Note-se que o extraterrestre não tem nada para aprender com o distinto professor. A companhia de Bobby, uma criança, é matéria suficiente para um peregrino. Como se a concentração científica no grau mais elevado da observação e pensamento tivesse na criança a montra para um patamar inatingível.

Mr. Carpenter, you don’t seem to know about anything.

– I’ll tell you, Bobby, I’ve been away for a long time. Very far away.

“Gort, baringa!” – Détente e a beleza do raio

Klaatu não vem só, a acompanhá-lo está um gigante incandescente que responde pelo nome de Gort. O mutismo e paralisia do robot são constantes, sendo este estado apenas interrompido quando projeta um raio de luz para proteger o mestre de ataques e ameaças. Mesmo em hibernação, Gort é ameaçador. A coadjuvá-lo está a música e efeitos radiofónicos de Bernard Herrmann, para os quais todos os adjetivos seriam insuficientes. A música é a voz de Gort. Em movimento tosco, o robot prossegue ao som da deixa deliberadamente lenta e arrastada com alguns pontos de imprevisibilidade.

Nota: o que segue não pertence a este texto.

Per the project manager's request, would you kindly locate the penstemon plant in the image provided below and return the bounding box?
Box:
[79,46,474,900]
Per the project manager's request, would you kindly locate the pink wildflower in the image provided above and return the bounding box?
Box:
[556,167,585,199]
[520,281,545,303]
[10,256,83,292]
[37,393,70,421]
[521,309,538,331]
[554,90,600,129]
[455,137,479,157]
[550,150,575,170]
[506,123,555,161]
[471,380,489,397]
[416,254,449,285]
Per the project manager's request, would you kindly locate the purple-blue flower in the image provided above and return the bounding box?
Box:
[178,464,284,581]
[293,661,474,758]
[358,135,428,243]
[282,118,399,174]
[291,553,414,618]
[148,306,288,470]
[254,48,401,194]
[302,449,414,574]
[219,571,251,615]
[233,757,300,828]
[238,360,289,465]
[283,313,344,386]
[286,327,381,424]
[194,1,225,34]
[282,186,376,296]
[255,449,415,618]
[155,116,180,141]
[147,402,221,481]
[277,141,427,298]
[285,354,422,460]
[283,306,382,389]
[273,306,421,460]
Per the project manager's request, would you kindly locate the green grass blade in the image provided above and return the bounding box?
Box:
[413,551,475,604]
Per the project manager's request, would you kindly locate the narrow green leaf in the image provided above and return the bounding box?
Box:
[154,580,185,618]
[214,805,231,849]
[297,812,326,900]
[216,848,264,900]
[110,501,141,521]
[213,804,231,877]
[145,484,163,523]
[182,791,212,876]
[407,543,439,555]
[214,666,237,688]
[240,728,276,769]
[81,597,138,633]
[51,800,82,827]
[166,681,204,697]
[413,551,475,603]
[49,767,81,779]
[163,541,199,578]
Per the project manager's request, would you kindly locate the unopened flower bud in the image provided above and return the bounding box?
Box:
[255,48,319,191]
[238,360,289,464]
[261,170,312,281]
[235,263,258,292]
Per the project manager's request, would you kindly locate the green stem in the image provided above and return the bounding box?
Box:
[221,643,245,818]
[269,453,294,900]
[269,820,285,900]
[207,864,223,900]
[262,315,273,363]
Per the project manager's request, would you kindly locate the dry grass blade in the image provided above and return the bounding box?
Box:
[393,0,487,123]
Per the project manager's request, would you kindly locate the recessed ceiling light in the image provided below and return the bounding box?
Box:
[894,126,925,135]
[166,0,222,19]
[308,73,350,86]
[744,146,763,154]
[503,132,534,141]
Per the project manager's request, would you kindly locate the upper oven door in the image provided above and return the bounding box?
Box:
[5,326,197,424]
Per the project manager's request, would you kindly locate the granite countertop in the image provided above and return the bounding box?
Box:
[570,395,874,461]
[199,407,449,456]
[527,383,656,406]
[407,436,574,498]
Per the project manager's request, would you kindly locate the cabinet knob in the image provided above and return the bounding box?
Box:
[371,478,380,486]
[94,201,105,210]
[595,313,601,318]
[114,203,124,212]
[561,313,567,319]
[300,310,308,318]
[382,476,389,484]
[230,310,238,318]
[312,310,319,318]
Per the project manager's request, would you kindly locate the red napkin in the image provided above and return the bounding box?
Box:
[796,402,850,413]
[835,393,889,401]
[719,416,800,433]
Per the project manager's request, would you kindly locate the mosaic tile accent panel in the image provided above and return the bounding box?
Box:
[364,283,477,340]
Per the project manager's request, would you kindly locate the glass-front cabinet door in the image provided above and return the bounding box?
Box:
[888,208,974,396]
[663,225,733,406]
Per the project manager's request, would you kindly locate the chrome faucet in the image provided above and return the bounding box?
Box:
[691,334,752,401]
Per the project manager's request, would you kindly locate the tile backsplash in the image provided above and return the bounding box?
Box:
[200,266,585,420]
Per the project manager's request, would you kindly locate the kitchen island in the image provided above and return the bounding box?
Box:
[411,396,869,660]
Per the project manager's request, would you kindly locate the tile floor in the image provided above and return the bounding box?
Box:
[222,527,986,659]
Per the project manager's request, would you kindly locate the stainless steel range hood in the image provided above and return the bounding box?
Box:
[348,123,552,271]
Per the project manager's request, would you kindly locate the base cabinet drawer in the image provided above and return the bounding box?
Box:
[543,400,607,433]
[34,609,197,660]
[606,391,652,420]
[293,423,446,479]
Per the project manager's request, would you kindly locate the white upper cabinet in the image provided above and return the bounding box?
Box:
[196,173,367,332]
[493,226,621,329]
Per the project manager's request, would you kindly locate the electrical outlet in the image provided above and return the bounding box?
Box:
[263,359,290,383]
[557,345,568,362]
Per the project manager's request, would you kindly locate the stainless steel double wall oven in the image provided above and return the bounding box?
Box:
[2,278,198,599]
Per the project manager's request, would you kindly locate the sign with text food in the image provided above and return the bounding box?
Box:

A sua vinda é também fundamental, uma vez que Gort representa o futuro. Nas palavras do mensageiro é descrito da seguinte forma: “For our policemen, we created a race of robots. Their function is to patrol the planets in spaceships like this one and preserve the peace. In matters of aggression, we have given them absolute power over us. At the first sign of violence, they act automatically against the aggressor. And the penalty for provoking their action is too terrible to risk.” Eis a détente em todo o seu esplendor.

Robert Wise, criado nos estúdios da RKO como montador de Orson Welles, realizador pupilo de Val Lewton, e, mais tarde, autor de soberbos noir como “The Set-Up” e “Odds Against Tomorrow”, foi sempre tido como mais uma consciência liberal dentro do studio system. Refutando epítetos, demonstra aqui uma leitura perfeita do cenário internacional que se avizinhava. Gort e Klaatu não vêm para salvar a Humanidade, são o futuro dela!

Gort poderá ser sinónimo de sistemas de mísseis balísticos bem como de redes de monitorização e vigilância da população. A escolha é fácil, ou isto ou o apocalipse nuclear. Não compete ao realizador ir além do porvir ou estabelecer o limite da ação política. Uma nova forma suave e sinistra de terror (entre a música de Herrmann novamente) veio tomar o lugar deixado vago pelo fim da guerra.

Então e o peregrino? Como é que a sua mensagem e o seu perfil humanista se coadunam com todo este terror? Estaremos todos reféns deste elã messiânico que desaguou em pragmatismo resplandecente? Não foi todo este texto um longo contrassenso, na medida em que se procurou associar o filme à Guerra Fria, um evento datado. Apresentados os elementos, fica prometido um esclarecimento no futuro próximo, até lá: “Keep watching the skies!”